I spent several hours this morning procuring and sanitizing two weeks worth of food for my family. I wore a mask and gloves and an outfit that I stripped off as soon as I stepped in the door. I sprayed all of the packages down with Lysol, a product I never used to use, while Scott scrubbed the produce in hot, soapy water. These new processes recommended by a doctor friend feel simultaneously excessive but also insufficient. Is all of this really necessary? Will all of this be enough?

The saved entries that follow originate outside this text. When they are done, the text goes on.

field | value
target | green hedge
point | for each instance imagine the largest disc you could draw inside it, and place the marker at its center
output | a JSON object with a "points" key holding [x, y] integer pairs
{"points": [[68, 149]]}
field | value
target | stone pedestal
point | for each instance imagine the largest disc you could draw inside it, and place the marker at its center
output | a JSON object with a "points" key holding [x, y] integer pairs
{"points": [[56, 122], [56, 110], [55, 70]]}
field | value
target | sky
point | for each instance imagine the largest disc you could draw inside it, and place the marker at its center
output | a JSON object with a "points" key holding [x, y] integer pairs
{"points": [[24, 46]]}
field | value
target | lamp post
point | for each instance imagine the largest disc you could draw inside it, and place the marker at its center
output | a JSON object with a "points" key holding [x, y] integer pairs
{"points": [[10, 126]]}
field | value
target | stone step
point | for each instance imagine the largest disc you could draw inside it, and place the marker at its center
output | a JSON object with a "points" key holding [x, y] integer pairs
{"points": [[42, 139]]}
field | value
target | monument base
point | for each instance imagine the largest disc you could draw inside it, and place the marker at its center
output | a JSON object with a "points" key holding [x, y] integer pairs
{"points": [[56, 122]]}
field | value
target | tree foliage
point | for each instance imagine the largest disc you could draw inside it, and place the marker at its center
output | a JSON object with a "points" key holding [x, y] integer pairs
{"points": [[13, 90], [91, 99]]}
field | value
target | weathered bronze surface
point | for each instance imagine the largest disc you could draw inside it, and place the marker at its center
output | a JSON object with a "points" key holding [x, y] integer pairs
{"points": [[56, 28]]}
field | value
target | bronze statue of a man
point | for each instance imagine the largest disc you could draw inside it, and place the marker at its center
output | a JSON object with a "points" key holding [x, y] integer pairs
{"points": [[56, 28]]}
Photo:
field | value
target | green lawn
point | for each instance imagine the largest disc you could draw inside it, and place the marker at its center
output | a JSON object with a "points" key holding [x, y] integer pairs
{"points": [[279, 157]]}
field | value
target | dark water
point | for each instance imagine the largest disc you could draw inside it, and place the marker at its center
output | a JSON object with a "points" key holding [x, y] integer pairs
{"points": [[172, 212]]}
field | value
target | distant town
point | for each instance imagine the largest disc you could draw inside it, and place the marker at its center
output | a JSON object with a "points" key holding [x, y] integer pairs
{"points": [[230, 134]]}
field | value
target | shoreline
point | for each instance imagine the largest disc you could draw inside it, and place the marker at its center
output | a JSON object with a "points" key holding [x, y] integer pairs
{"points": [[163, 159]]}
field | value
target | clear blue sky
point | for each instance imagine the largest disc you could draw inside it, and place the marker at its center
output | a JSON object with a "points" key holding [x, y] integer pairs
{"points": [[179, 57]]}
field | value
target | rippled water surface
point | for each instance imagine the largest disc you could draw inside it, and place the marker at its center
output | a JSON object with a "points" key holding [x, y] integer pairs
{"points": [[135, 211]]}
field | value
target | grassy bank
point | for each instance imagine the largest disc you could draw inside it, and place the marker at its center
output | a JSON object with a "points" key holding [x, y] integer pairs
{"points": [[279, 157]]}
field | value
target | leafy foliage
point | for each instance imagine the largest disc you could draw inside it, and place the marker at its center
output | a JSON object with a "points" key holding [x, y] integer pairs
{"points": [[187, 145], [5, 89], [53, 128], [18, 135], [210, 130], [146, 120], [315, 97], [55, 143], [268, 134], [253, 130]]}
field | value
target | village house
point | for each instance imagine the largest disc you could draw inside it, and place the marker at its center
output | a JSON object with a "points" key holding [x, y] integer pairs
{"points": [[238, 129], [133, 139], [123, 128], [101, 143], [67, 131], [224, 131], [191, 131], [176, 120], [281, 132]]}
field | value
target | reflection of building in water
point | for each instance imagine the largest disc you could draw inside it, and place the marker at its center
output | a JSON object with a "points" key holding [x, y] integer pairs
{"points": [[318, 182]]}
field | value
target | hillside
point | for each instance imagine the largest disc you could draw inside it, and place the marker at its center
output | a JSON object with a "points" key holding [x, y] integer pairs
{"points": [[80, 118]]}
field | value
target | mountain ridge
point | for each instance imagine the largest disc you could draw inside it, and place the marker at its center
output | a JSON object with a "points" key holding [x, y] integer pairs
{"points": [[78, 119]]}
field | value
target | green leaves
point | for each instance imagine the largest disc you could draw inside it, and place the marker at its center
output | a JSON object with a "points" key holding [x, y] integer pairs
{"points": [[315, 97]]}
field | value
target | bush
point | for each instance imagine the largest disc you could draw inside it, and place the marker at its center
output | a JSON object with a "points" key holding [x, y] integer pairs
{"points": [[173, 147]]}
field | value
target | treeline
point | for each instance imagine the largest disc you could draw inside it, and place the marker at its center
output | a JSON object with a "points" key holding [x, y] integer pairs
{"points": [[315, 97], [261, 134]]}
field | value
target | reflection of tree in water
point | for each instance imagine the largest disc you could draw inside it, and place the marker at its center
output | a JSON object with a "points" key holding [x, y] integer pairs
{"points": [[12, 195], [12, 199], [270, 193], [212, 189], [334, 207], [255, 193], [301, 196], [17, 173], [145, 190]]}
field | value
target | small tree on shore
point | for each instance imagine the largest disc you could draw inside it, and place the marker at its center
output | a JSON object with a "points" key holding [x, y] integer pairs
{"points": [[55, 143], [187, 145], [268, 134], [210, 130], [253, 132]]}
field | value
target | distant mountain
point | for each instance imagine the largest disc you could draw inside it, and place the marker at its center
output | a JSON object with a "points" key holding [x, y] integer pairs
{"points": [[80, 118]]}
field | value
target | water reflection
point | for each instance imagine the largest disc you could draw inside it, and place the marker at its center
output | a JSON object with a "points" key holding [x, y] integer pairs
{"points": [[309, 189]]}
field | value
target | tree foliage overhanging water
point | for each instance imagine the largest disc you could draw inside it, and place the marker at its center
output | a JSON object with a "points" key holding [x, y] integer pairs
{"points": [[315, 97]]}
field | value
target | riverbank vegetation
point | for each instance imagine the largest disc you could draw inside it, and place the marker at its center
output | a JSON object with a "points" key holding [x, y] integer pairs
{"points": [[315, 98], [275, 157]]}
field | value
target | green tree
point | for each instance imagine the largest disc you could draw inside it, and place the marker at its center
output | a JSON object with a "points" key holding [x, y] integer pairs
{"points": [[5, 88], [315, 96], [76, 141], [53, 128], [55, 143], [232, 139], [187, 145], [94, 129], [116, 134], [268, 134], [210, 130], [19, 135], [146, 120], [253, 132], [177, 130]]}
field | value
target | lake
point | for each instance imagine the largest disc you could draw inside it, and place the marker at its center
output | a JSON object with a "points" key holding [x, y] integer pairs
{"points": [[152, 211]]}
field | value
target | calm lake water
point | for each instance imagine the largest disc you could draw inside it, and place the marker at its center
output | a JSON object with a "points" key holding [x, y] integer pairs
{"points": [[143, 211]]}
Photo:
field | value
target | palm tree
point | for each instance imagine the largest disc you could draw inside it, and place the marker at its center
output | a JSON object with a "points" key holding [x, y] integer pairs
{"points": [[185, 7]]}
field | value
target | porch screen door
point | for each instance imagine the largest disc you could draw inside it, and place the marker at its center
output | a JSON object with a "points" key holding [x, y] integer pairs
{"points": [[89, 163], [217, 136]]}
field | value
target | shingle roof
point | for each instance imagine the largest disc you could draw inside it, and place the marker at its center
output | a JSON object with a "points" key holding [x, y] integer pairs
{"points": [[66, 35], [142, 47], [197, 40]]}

But now I am sitting on the back porch in the sunshine with my notebook in my lap. As of yesterday afternoon, spring has given up teasing and finally touched down. Today it is almost too hot, which, after our long, troubled winter, feels obscenely luxurious. Silas is digging up worms to feed to our sick chicken, and Alyosha is devising some scheme I have yet to figure out which involves a pitch fork and a cooler full of dirt. Every once in a while, they will break from their projects and squeal around the yard like wild piglets. When I finish with this essay, I will spend the rest of the afternoon broadforking my garden beds and top dressing them with compost.
In this time of quarantine, I find that small things are carrying me so much farther—a hike in the woods, a crayfish sighting, a phone call from a friend, an afternoon spent working in the sun and the dirt. But the spring is no small thing; it is as big as the world. It is everything coming alive again with the promise that we will, too.